Relay-Version: version B 2.10 5/3/83; site utzoo.UUCP
Posting-Version: version B 2.10.2 9/17/84 chuqui version 1.7 9/23/84; site daisy.UUCP
Path: utzoo!decvax!tektronix!hplabs!nsc!daisy!cwc
From: cwc@daisy.UUCP (C.W. Chung)
Newsgroups: net.news.sa
Subject: Re: Wanted: Faster Dump/Backup Procedures for bsd4.2 (Summary)
Message-ID: <114@daisy.UUCP>
Date: Mon, 17-Jun-85 19:03:34 EDT
Article-I.D.: daisy.114
Posted: Mon Jun 17 19:03:34 1985
Date-Received: Sun, 30-Jun-85 05:35:30 EDT
References: <112@daisy.UUCP>
Distribution: na
Organization: Daisy Systems Corp., Mountain View, Ca
Lines: 73
Xref: tektronix net.news.sa:00144 


This is summary of what I have heard from the net.  Thanks to all those netters
who has sent me info on this subject.  I really appreciate your responses and
thoughtful suggestions.

There are several ways to speed up the dumping: use concurrent processes to
overlap the disk and tape I/O, modify the kernel to support higher throughput,
modify the record size of dump/restore, dump to disk in stead of tape.

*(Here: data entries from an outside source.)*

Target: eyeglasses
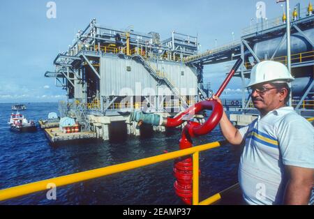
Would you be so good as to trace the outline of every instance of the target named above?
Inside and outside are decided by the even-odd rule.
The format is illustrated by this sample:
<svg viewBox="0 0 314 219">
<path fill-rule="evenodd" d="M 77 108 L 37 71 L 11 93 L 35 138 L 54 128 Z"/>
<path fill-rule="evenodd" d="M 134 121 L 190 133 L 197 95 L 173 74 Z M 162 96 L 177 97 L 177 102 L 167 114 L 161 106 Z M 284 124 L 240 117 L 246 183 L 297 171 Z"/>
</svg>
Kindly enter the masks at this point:
<svg viewBox="0 0 314 219">
<path fill-rule="evenodd" d="M 272 89 L 276 89 L 276 87 L 271 87 L 271 88 L 264 88 L 264 87 L 256 87 L 256 88 L 249 88 L 248 89 L 248 91 L 249 93 L 253 93 L 254 91 L 256 91 L 258 94 L 263 95 L 267 91 L 272 90 Z"/>
</svg>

The 'caltech mod' by Don Speck (now at BRL?) make use of concurrent processes
to overlap the disk and tape I/O.  The number of concurrent processes is 
apparently a tunable parameter.  It is set to 3 by default: one process writes
to the tape and two processes read from the disk.
As Jeff Gilliam and others pointed out, Don Speck has posted the source 
modification to the /etc/dump program a while ago.   I went back to the 
net.sources and found it ( id: 8339brl-tgr.arpa; posted 2/24/85).  It replace
dumptape.c of the 4.2 /usr/src/etc/dump.  The making and installation is quite
simple.  I have it up and running very quickly.  I have not tried it on a large
file system.  However, the results on dumping the root partition does not
measured up to my expectation.  I found no substantial improvement at all (
4:39 minutes with 4.2 dump vs 4:33 minutes with the modified dump to dump 4996
tape blocks).  It probably is due to the small size of the file system.  With
an Eagle disk, the root partition spreads in 100 cylinders although a minimum
of 16 cylinders is enough to hold 7.8Mbyte.  With such a small disk, there
is no significant advantage in creating several processes to overlap I/O.
I expect the time saving of a larger file system will be substantial, however.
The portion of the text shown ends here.